Semi-autonomous Prosthesis Control Using Minimal Depth Information and Vibrotactile Feedback

A semi-autonomous prosthesis control based on computer vision can be used to improve performance while decreasing the cognitive burden, especially when using advanced systems with multiple functions. However, a drawback of this approach is that it relies on the complex processing of a significant amount of data (e.g., a point cloud provided by a depth sensor), which can be a challenge when deploying such a system onto an embedded prosthesis controller. In the present study, therefore, we propose a novel method to reconstruct the shape of the target object using minimal data. Specifically, four concurrent laser scanner lines provide partial contours of the object cross-section. Simple geometry is then used to reconstruct the dimensions and orientation of spherical, cylindrical and cuboid objects. The prototype system was implemented using depth sensor to simulate the scan lines and vibrotactile feedback to aid the user during aiming of the laser towards the target object.

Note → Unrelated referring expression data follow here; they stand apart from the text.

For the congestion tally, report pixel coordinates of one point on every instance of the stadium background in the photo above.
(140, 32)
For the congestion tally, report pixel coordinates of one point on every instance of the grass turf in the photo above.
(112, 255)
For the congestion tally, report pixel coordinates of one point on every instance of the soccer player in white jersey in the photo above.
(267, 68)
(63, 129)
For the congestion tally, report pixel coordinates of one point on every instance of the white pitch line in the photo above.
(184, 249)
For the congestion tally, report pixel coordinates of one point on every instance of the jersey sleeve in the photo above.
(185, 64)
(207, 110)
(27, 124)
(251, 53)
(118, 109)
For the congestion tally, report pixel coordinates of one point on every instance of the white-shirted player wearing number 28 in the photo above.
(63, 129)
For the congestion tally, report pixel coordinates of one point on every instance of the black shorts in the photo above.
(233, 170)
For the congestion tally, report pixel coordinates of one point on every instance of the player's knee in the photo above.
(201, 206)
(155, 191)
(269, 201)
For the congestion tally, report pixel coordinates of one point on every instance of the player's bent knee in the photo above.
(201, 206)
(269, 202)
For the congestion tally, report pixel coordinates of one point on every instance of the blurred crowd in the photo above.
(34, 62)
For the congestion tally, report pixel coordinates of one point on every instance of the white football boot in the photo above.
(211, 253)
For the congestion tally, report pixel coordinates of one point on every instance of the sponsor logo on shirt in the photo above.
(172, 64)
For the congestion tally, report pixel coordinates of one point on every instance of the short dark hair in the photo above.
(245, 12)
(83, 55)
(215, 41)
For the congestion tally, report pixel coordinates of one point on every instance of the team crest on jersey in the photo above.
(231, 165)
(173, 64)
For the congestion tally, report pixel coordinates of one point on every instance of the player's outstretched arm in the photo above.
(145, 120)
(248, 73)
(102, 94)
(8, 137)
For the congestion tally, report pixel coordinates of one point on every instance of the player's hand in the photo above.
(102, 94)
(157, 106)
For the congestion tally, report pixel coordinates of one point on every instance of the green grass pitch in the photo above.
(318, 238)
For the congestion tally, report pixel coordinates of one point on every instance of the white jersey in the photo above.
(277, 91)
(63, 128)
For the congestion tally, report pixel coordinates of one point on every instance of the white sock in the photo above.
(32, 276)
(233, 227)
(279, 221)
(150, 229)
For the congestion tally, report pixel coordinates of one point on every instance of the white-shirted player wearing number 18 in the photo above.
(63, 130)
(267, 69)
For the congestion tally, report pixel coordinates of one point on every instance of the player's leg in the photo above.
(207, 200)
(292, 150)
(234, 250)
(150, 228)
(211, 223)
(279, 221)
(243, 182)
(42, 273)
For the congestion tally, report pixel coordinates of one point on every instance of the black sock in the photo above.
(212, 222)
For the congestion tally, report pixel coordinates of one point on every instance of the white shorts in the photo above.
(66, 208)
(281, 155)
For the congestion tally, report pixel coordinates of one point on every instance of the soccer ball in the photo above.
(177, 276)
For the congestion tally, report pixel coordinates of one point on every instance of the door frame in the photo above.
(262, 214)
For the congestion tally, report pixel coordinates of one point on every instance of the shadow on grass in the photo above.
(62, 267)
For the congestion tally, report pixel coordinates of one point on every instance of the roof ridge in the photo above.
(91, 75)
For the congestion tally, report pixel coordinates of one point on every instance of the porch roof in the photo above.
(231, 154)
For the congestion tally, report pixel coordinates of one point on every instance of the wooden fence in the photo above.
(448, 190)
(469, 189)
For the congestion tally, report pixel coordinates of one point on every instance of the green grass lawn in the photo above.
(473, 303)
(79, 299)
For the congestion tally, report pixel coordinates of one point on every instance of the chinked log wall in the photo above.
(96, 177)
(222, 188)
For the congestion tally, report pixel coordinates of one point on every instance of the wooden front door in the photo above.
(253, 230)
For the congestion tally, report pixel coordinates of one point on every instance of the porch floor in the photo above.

The prototype was tested on ten able-bodied volunteers who used the semi-autonomous prosthesis to grasp a set of ten objects of different shape, size and orientation. The novel prototype was compared against the benchmark system, which used the full depth data. The results showed that novel system could be used to successfully handle all the objects, and that the performance improved with training, although it was still somewhat worse compared to the benchmark. The present study is therefore an important step towards building a compact system for embedded depth sensing specialized for prosthesis grasping.